I can’t wait for the upcoming book by Harvard Business School marketing professor John Quelch (his blog is here) and Katherine Jocz called "Greater Good"–because I am fully expecting to disagree with it.

I read the abstract last month and have been stewing over it since then. Here it is in full:

Marketing has a greater purpose, and marketers, a higher calling, than simply selling more widgets, according to John Quelch and Katherine Jocz. In "Greater Good", the authors contend that marketing performs an essential societal function–and does so democratically. They maintain that people would benefit if the realms of politics and marketing were informed by one another’s best principles and practices.
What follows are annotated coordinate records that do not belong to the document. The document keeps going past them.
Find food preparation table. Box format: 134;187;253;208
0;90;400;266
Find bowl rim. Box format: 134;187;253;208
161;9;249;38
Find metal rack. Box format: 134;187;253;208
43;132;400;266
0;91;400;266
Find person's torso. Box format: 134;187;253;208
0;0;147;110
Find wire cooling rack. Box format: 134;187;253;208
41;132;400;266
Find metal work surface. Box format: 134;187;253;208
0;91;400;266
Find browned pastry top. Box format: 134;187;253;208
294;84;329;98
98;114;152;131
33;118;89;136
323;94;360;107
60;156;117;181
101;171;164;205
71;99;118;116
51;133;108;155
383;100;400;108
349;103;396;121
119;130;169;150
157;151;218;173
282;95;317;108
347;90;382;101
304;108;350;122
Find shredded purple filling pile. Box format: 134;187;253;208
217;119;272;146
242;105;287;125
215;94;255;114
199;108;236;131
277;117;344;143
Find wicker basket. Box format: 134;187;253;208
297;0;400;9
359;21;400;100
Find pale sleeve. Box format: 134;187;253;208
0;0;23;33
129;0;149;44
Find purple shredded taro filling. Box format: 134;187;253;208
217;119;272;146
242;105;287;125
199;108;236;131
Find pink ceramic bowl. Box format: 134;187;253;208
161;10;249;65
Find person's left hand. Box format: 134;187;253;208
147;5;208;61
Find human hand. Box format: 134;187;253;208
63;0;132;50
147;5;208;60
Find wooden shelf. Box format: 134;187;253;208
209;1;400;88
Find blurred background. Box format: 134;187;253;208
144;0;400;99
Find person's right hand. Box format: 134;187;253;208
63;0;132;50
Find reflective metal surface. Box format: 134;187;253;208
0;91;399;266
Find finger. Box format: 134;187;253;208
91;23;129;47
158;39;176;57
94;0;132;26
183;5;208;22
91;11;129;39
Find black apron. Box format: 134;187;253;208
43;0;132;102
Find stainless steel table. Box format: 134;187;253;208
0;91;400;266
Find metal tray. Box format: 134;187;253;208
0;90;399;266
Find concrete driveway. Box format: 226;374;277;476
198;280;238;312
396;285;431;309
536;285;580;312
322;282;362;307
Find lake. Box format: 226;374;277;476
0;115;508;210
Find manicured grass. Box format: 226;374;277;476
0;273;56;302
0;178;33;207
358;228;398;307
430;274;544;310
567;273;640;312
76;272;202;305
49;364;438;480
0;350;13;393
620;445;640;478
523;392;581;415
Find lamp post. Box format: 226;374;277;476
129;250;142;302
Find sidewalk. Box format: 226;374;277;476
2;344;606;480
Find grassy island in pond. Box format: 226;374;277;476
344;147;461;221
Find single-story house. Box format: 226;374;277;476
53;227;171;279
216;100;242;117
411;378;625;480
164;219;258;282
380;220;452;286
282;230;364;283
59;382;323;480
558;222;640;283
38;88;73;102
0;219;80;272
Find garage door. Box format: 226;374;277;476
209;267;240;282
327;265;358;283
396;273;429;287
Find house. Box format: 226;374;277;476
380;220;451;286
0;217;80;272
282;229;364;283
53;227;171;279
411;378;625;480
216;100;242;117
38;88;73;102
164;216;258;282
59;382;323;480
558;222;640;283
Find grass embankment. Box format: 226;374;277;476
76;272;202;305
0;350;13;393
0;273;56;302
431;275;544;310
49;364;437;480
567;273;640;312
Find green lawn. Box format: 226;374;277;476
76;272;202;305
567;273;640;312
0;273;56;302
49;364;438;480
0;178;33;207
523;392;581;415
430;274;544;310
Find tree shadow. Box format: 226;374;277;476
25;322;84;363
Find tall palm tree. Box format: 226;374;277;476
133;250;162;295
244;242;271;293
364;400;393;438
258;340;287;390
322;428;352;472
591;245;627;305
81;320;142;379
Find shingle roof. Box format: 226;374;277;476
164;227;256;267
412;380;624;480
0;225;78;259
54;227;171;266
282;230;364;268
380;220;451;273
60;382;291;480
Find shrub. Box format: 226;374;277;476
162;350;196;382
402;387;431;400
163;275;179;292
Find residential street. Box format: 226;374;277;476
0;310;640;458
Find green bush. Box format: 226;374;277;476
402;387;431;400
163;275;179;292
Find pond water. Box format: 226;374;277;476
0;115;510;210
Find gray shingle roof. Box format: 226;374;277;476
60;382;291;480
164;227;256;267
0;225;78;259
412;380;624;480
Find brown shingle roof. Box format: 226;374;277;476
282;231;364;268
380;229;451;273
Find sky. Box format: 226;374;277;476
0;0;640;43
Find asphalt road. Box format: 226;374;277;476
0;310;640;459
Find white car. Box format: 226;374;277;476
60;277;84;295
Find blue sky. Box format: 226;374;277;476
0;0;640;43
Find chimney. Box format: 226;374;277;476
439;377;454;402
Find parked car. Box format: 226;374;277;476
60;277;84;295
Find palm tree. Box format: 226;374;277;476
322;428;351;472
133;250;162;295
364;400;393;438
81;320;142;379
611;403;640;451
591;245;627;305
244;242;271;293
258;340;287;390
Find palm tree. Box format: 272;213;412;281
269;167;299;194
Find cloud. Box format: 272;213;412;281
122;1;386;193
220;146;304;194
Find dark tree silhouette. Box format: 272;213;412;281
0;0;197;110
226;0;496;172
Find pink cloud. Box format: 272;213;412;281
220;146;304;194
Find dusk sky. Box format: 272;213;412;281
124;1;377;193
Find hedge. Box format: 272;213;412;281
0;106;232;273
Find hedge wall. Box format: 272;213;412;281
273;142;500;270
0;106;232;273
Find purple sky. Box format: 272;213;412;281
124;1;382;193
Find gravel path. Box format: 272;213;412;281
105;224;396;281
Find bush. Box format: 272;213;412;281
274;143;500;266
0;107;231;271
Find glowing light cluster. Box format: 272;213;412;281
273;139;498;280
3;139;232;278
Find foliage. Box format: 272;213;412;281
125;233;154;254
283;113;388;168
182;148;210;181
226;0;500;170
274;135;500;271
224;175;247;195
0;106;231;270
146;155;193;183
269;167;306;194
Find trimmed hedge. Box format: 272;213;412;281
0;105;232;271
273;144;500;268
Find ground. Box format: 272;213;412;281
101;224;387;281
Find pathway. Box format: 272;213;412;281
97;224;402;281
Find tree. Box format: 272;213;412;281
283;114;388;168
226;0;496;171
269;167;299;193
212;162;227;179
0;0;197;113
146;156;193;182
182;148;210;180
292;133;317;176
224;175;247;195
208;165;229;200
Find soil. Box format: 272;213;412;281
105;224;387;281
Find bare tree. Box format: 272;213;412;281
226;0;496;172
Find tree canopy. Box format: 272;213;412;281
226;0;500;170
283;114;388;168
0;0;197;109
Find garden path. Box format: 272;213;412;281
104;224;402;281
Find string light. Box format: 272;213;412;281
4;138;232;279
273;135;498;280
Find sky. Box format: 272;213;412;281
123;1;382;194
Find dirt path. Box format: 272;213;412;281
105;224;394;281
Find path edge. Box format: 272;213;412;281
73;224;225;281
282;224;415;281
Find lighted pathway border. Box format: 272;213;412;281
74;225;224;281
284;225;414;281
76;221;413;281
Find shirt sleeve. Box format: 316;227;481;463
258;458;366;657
Quelch and Jocz lay out the six fundamental characteristics that marketing and democracy share: (1) exchange of value, such as goods, services, and promises, (2) consumption of goods and services, (3) choice in all decisions, (4) free flow of information, (5) active engagement of a majority of individuals, and (6) inclusion of as many people as possible. Without these six traits, both marketing and democracy would fail, and with them, society. Drawing on current and historical examples from economies around the world, this landmark work illuminates marketing’s critical role in the development, growth, and governance of societies. It reveals how good marketing practices improve the political process and–in turn–the practice of democracy itself.

The ennobling of marketing–connecting it with vital societal interests–got my attention. I am a marketing professional, and I like to feel good about myself and my profession, and as such I liked the book’s idea–for about five minutes, after which it lost its flavor faster than a free after-dinner mint.

What lingered was this thought: there’s an awful lot of bad marketing out there (not ineffective marketing, but "marketing-for-ill"), and I’d wonder whether Quelch and Jocz would do more for society by writing about that.

Here are some fundamental principles of marketing-for-ill that I bet won’t appear in Quelch’s and Jocz’s book: (1) bombard people with buy messages for commodity products such as credit cards, (2) use selective language to play up one’s product while disparaging the competitors’–as with any Oracle ad, (3) craft deceptive messages to get people to buy something that is not in their best interests–exhibit A: low-introductory rate mortgages, (4) create multilevel marketing networks to make revenues primarily via self-consumption of the networks, (5) use complex pricing schemes to make it difficult to assess total costs before buying–e.g., "my cellphone plan."

It’s unfair, of course, to judge the book without reading it. So I promise I’ll read it when it comes out, and I’m pretty sure it will be a good book and unworthy of my scorn.

At minimum, it has caused me to confront a lot of what I don’t like about my profession, and reflect on what I can do not to promote those ideas.